Não vou dizer isto como filha de uma ucraniana; direi isto como filha de um português e, como portuguesa que sou, amando o meu país, a sua história e respeitando todo o seu passado, almejando o melhor para o seu futuro: sinto vergonha.

É verdade que são poucos os políticos no nosso país que, nas últimas décadas, souberam ou sabem ser líderes. António Guterres não é um deles. Nunca foi. Se dúvidas houvesse, agora ficou mais que provado.

O que me deixou tão incomodada? Várias coisas, destaco duas: a sua deslocação a Kazan para a cimeira dos BRICS e o cumprimento a Vladimir Putin.

Explico: António Guterres não foi lá como António, socialista, que sempre teve simpatia pela esquerda e deve muito à China o lugar internacional que mantém. Nem foi lá como diplomata, a tentar resolver conflitos mundiais. Foi lá na qualidade de secretário-geral das Nações Unidas.

Antes da cimeira, o presidente da Federação Russa anunciou que haverá uma nova ordem mundial, protagonizada pelos BRICS, e que será uma batalha contra o Ocidente. Disse, também, que estava na disposição de utilizar armamento nuclear contra o Ocidente, caso apoiasse a Ucrânia.

Putin é um criminoso há anos, perseguindo os seus adversários políticos. Tem um mandato de captura pelo Tribunal Penal Internacional. É responsável por uma das maiores guerras que se viu desde a II Guerra Mundial. Não tem qualquer pejo em falar que uma terceira vem a caminho – que, aliás, os BRICS podem bem ser o suporte para isso. E Guterres vai lá?

Depois de ter recusado aparecer na Conferência de Paz na Suíça, em junho, e de ter só dado o ar da graça online na Conferência de Paris? Vai aos BRICS, pessoalmente, apertar a mão de um “fasc-cínora”?!

A segunda coisa que me incomodou foi mesmo esse aperto de mão. A inclinação perante Putin, numa vénia ao apertar-lhe a mão e o sorrisinho deslumbrado – aquele sentimento enraizado do provinciano que fica fascinado quando encontra alguém famoso e com poder, mesmo que seja um assassino – talvez isso foi o que mais me incomodou. Aquela inclinação de quem não tem coluna vertebral.

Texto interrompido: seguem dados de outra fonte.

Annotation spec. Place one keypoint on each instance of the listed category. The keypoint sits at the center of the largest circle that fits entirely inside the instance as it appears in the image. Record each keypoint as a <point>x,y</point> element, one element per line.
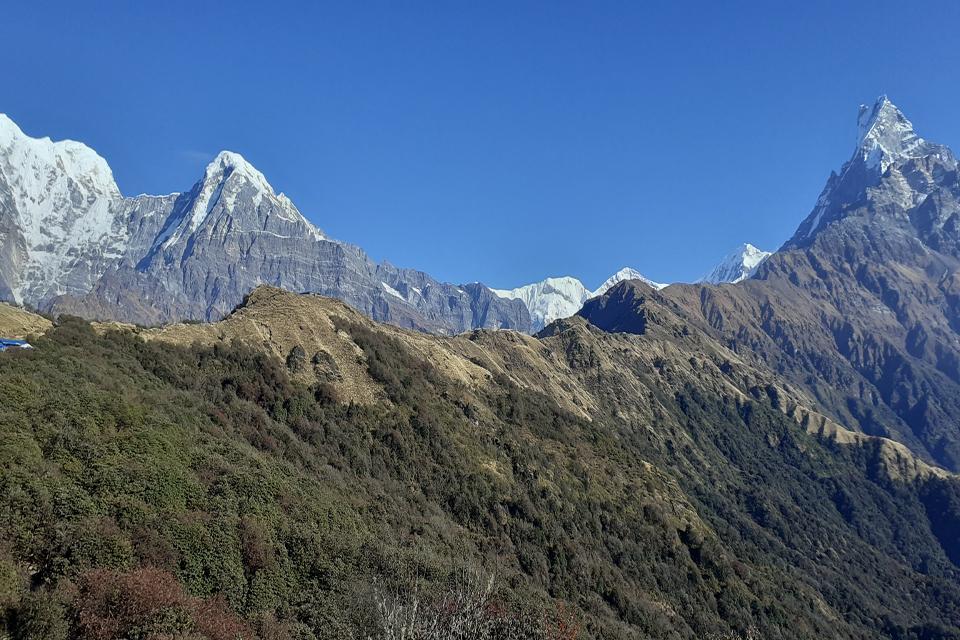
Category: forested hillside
<point>297,471</point>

O que António Guterres acabou por fazer foi normalizar um criminoso, legitimá-lo e à sua existência. Não foi lá falar de paz: não houve declaração alguma nesse sentido após o encontro, Putin não mudou um milímetro na sua opinião, nem o secretário-geral da ONU, em tempo algum, foi mandatado para essa função. Pelo contrário: a sua ida e a sua auto-humilhação apenas comprometeram qualquer negociação de paz.

Sim, aquela inclinação corporal, no fundo, foi o peso do manto da vergonha que nos cobriu a todos nós.